Monday, 28 July 2014

St. Andrew’s Medallion Quilt


Apparently I was experiencing a brief moment of not feeling too busy a few months ago over the March Break, when my grandma stopped by my house. She told me she was going to a meeting at the church later to discuss prizes for the Thanksgiving Raffle. I jokingly asked if they needed my advice and she said yes! I said that I guessed, if they didn’t need it too soon, I could maybe make a quilt. She quickly offered to pick me up later and take me to the meeting – I think she was afraid I would come to my senses and back out.

I had been admiring some medallion quilts on Pinterest, so I started sketching out some block patterns and designed a quilt. I managed to time it well with a big sale at my local quilt shop and ended up with some blue weave prints, one of my favourite green prints and a solid yellow.

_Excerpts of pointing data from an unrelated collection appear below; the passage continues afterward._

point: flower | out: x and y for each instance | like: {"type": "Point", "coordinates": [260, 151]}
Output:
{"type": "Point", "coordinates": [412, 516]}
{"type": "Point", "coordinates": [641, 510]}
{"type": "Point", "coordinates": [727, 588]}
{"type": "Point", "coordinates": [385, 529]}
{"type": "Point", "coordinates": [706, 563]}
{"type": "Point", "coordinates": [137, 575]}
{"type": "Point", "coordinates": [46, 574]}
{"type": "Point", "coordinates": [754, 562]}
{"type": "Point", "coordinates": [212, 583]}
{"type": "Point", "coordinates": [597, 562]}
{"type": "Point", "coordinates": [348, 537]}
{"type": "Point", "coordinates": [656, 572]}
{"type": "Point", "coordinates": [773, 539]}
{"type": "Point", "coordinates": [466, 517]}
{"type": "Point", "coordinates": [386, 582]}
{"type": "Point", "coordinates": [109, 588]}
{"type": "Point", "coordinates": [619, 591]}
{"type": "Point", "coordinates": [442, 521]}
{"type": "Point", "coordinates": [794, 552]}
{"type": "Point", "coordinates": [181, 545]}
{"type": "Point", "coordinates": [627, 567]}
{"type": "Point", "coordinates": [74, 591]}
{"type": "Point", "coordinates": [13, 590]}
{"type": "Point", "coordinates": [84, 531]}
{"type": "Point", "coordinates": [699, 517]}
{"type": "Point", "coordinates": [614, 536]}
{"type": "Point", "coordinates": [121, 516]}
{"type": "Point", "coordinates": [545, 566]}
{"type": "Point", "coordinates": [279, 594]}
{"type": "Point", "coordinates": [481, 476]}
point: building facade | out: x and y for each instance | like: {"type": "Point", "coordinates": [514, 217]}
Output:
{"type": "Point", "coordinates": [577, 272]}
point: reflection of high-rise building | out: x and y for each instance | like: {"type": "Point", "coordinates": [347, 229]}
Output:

They even had a marbled blue extra-wide backing fabric that matched nicely.

I started with the centre block:



My centre block ended up a little too big, as did my flying geese, so as I went I tweaked the pattern to make everything fit. 


It was my first time making flying geese and I was happy with how they turned out.


I added a few borders at a time and it was nice to see it grow from the middle and kind of look like a real quilt early on, rather than random blocks and bits of fabric.


The parallelogram border took a while.



Once the top was finished, I asked for advice on how to quilt it myself but the quilting instructors talked me out of it. I decided to save myself many hours and the challenge of a 90-inch quilt and have a long-arm quilter do it. I’ll practice my quilting on smaller quilts to start.

I had her do an all-over quilting pattern and I bound it with the lighter blue.  



I'm a little sad to see it go. I may have to buy a raffle ticket!